Following the successful conclusion of negotiations, a revised Double Taxation Avoidance Agreement (DTAA) between Cyprus and India, together with its Protocol, was signed in Nicosia on 18 November 2016. The revised DTAA will replace the existing one that was signed on 13 June 1994.
The revised DTAA assigns taxing rights to the source country with regards to capital gains from the alienation of shares. Investments undertaken prior to 1 April 2017 are grandfathered, with the taxing rights on gains from the future disposal of such investments remaining exclusively with the state of residence of the seller.
The new Treaty also provides for assistance between the two countries for the purpose of collection of taxes, and updates the provisions relating to the exchange of information, largely in line with international standards.
In addition, the definition of a “permanent establishment” is expanded. A building site, construction, installation or assembly project, or supervisory activities in connection therewith, shall constitute a permanent establishment only if they last more than six months (instead of 12 months under the previous version of the treaty).

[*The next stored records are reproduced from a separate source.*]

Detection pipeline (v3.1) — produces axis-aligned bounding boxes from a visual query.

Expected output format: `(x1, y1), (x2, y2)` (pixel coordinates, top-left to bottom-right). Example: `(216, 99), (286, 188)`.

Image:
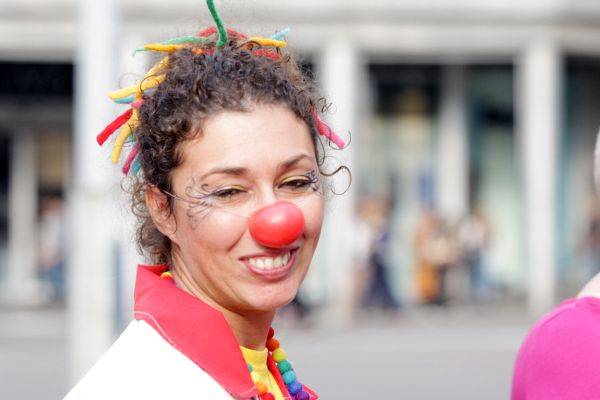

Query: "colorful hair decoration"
(97, 1), (345, 176)
(312, 110), (346, 149)
(206, 0), (228, 47)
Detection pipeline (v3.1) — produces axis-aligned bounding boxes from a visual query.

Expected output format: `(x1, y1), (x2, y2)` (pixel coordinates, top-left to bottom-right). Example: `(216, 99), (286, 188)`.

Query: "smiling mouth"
(240, 248), (299, 280)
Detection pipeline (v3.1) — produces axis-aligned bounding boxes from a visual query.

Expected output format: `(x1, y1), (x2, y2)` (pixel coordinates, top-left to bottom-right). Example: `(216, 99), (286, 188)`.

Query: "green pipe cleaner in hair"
(162, 35), (210, 45)
(206, 0), (228, 47)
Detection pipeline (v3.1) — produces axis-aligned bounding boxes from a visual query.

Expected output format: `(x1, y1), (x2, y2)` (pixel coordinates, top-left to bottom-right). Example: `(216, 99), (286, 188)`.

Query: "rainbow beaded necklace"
(248, 327), (309, 400)
(160, 271), (309, 400)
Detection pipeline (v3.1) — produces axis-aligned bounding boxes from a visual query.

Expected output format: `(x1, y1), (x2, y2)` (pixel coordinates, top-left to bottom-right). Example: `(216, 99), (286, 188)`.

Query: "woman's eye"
(212, 188), (244, 199)
(281, 179), (311, 190)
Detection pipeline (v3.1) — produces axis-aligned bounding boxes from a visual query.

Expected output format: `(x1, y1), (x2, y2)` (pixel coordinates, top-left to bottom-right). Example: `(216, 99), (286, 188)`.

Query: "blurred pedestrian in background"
(38, 195), (65, 302)
(458, 207), (492, 303)
(357, 195), (399, 312)
(413, 207), (459, 305)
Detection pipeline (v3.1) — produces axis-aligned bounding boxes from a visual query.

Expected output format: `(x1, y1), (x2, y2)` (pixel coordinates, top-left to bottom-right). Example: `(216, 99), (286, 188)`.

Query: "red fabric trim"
(133, 264), (318, 399)
(133, 265), (257, 399)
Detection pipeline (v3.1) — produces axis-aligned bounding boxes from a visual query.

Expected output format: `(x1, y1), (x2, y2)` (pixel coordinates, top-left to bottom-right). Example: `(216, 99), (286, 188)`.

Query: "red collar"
(133, 265), (318, 399)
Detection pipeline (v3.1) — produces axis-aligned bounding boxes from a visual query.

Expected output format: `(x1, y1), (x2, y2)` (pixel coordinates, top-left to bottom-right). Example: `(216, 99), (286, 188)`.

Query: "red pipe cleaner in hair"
(196, 26), (248, 40)
(312, 110), (346, 149)
(121, 142), (140, 175)
(97, 108), (133, 146)
(251, 48), (280, 60)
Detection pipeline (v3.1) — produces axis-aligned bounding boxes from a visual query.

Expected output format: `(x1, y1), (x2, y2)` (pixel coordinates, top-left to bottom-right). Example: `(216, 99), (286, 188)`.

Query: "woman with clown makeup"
(64, 1), (347, 399)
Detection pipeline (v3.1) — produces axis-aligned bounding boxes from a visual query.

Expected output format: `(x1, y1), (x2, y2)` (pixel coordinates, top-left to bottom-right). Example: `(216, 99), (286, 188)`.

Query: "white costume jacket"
(64, 265), (318, 400)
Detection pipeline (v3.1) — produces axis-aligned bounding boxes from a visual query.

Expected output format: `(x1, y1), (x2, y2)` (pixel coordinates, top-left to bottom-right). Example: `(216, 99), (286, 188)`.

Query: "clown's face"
(165, 103), (324, 314)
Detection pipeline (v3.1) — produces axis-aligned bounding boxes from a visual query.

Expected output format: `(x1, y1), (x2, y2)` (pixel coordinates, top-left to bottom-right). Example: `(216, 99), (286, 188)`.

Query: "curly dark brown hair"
(126, 31), (348, 265)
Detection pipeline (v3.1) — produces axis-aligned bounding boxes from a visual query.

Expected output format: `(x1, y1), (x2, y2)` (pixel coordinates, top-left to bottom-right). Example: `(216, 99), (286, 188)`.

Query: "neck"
(170, 250), (275, 350)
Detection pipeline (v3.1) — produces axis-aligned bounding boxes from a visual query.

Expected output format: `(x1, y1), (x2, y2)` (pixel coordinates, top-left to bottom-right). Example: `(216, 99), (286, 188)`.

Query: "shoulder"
(512, 297), (600, 400)
(64, 320), (234, 400)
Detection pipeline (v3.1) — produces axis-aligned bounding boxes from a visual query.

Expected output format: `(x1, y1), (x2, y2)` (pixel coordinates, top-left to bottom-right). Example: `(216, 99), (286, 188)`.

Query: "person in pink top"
(512, 132), (600, 400)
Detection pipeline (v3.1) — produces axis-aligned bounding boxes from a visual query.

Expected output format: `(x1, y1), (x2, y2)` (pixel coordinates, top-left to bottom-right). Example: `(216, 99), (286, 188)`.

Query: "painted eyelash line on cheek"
(304, 169), (320, 191)
(179, 177), (221, 225)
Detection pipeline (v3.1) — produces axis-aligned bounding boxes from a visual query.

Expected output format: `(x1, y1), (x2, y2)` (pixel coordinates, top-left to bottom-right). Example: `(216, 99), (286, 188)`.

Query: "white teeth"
(264, 257), (273, 269)
(274, 256), (283, 268)
(247, 251), (293, 270)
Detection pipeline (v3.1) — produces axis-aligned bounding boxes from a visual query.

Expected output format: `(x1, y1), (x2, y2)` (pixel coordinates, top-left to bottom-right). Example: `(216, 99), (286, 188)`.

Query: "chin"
(244, 283), (300, 312)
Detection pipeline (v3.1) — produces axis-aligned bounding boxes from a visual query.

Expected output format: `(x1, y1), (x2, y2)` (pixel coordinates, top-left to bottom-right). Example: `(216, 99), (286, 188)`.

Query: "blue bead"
(278, 360), (292, 374)
(288, 381), (302, 395)
(282, 370), (296, 385)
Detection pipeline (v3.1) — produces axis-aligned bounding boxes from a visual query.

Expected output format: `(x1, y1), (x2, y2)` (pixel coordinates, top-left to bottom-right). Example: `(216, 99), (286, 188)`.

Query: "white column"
(317, 39), (360, 324)
(518, 39), (561, 314)
(68, 0), (119, 384)
(1, 132), (51, 305)
(116, 33), (149, 329)
(436, 66), (469, 223)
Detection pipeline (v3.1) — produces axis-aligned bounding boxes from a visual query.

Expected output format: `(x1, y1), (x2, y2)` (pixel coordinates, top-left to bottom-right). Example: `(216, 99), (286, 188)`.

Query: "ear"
(145, 184), (178, 240)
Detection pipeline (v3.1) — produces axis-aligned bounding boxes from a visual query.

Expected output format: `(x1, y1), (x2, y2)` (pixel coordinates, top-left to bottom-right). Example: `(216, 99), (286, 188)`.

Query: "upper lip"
(239, 246), (299, 260)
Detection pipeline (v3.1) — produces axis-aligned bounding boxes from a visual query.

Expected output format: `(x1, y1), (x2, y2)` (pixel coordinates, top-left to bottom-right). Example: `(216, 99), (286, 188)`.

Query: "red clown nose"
(248, 201), (305, 248)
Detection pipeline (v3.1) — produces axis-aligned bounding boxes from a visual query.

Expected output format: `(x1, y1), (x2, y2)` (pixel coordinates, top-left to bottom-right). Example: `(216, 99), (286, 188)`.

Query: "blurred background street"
(1, 305), (533, 400)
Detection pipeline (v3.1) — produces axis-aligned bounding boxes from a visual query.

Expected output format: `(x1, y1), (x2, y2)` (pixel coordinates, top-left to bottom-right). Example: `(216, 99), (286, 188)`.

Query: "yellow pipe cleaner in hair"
(108, 74), (165, 101)
(144, 56), (170, 79)
(141, 43), (185, 53)
(247, 37), (286, 48)
(111, 124), (132, 163)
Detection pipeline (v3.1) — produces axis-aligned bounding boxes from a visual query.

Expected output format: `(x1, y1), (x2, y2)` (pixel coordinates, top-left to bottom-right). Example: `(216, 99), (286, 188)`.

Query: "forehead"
(180, 103), (315, 174)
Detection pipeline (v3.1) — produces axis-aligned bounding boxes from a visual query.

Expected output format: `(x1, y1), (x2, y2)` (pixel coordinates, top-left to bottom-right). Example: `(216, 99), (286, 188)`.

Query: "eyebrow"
(198, 154), (314, 181)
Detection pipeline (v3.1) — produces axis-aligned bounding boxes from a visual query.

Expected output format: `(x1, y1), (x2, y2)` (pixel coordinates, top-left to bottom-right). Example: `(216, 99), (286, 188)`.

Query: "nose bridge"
(253, 182), (278, 209)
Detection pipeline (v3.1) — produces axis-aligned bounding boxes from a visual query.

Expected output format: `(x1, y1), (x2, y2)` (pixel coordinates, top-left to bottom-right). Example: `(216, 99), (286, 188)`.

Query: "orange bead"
(256, 381), (268, 395)
(266, 338), (280, 352)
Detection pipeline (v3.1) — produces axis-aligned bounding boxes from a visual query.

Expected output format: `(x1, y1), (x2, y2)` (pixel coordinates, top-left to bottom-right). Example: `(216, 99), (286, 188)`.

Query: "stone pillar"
(115, 33), (149, 330)
(1, 132), (51, 305)
(68, 0), (119, 384)
(436, 66), (469, 223)
(518, 39), (561, 314)
(317, 38), (360, 324)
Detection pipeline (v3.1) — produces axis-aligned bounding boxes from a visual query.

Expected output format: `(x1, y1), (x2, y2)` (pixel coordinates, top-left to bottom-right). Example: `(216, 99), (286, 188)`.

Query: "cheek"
(300, 196), (324, 241)
(174, 204), (248, 252)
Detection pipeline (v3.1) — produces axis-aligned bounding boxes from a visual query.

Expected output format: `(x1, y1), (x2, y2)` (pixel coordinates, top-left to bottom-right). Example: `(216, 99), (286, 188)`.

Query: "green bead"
(277, 360), (292, 374)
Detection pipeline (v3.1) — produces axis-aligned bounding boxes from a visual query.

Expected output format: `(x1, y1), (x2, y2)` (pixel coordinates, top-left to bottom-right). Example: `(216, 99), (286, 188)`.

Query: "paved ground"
(0, 305), (533, 400)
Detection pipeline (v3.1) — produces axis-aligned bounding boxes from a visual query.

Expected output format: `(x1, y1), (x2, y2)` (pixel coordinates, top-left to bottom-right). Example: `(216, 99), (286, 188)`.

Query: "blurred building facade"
(2, 0), (600, 379)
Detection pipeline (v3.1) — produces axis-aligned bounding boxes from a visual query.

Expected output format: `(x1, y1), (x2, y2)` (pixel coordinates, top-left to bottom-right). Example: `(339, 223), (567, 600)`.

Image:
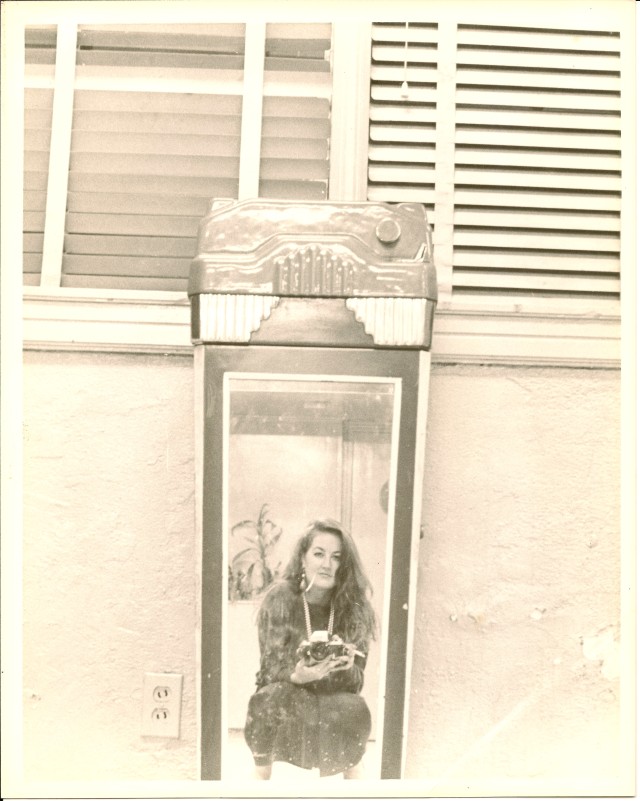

The rate of withholding tax for dividends and interest income remains the same at 10%, whereas the rate for royalty income is reduced from 15% to 10%.
Upon ratification and entry into force of the revised DTAA, the Indian authorities will proceed with rescinding the classification of Cyprus as a “notified jurisdictional area”, with retrospective effect as from 1 November 2013 (which was the date when Cyprus was classified as a notified jurisdictional area by the Indian authorities).
The revised DTAA is expected to provide clarity and certainty to prospecting investors, and to further develop and promote the trade and economic links between Cyprus and India.